The Food and Drug Administration (FDA) is a regulatory agency in the United States which is responsible for ensuring the safety of an array of consumer products. It is estimated by the agency that for every dollar Americans spend, 25 cents of that dollar goes to products regulated and managed by the FDA. This organization has a huge scope, and it plays a critical role in a number of industries, from pharmaceuticals to the practice of veterinary medicine.
This agency is part of the Department of Health and Human Services. It was established in 1906 under the Federal Food and Drugs Act, an act of Congress passed to address growing consumer concern about the safety of foods and drugs in America. With the publication of the The Jungle and numerous other texts which revealed the seedy underside of the products Americans ate, drank, and used on their bodies, consumers were in an uproar in the early 1900s, and the FDA was the government's attempt to reassure consumers.

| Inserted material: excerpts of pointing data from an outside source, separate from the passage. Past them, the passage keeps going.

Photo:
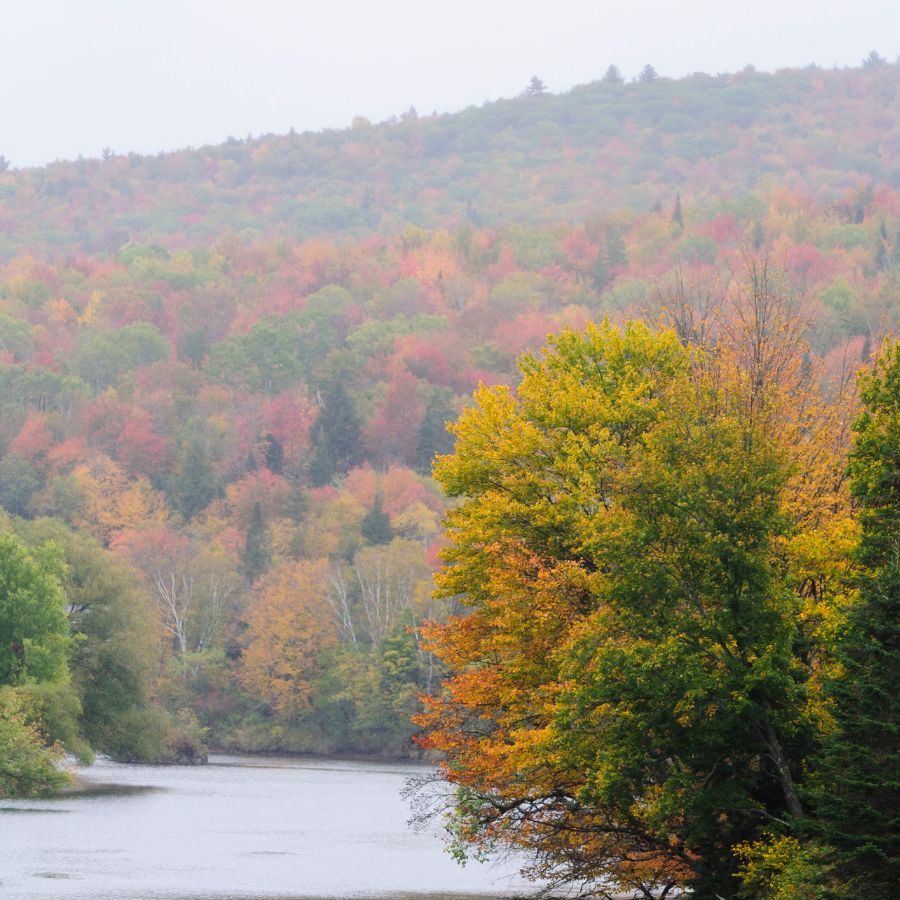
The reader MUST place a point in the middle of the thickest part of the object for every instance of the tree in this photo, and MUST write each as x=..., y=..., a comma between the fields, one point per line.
x=874, y=61
x=34, y=642
x=625, y=701
x=677, y=214
x=289, y=625
x=195, y=485
x=28, y=768
x=115, y=652
x=433, y=439
x=376, y=525
x=257, y=553
x=335, y=436
x=535, y=88
x=34, y=633
x=613, y=76
x=192, y=584
x=857, y=785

In the process of establishing the FDA, the United States government created the first agency dedicated to consumer protections.
In the early years of the FDA, a number of flaws within the organization were revealed, as often happens when new government agencies are established. The FDA was overhauled in 1938 with the Pure Food, Drug, and Cosmetics Act, and additional refinements to the agency were made throughout the 20th century as new public health threats and issues emerged.

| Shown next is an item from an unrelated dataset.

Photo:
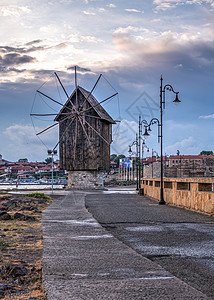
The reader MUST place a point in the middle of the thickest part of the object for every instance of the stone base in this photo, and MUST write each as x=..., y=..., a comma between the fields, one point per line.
x=85, y=180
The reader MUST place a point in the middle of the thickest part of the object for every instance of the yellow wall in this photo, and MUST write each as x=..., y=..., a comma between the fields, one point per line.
x=202, y=201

There are a number of different departments in the agency which handle issues like drug development, food safety, cosmetics, blood products, medical devices, vaccines, veterinary medicine, and radiation-emitting products. In addition to reviewing new products before they are released onto the market to determine their safety, the FDA also periodically examines existing products, and the agency evaluates labeling, advertising, and other claims made about the products which it regulates. In all cases, the goal is to ensure that consumers have access to safe products and accurate information about them.

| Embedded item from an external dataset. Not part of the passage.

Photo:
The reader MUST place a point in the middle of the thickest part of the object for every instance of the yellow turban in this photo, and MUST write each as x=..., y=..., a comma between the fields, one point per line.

Thousands of people work for the FDA, ranging from research chemists to field inspectors. The agency has the power to recall products it thinks are dangerous, and to issue additional warnings as new evidence emerges about existing products. Any time someone takes an aspirin, brings an animal to the vet for a vaccine, or applies lipstick in the United States, among many other things, he or she is taking advantage of products and services regulated by the FDA.
Some proposals have been made to reform the organization of the Food and Drug Administration and the United States Department of Agriculture (USDA). The USDA handles inspections of meat and poultry, which can lead to some conflict between the two agencies. At a company which makes frozen pizzas, for example, the FDA inspects the cheese pizzas, but the USDA inspects the meat versions, and this can result in mistakes and missed identifications of health hazards.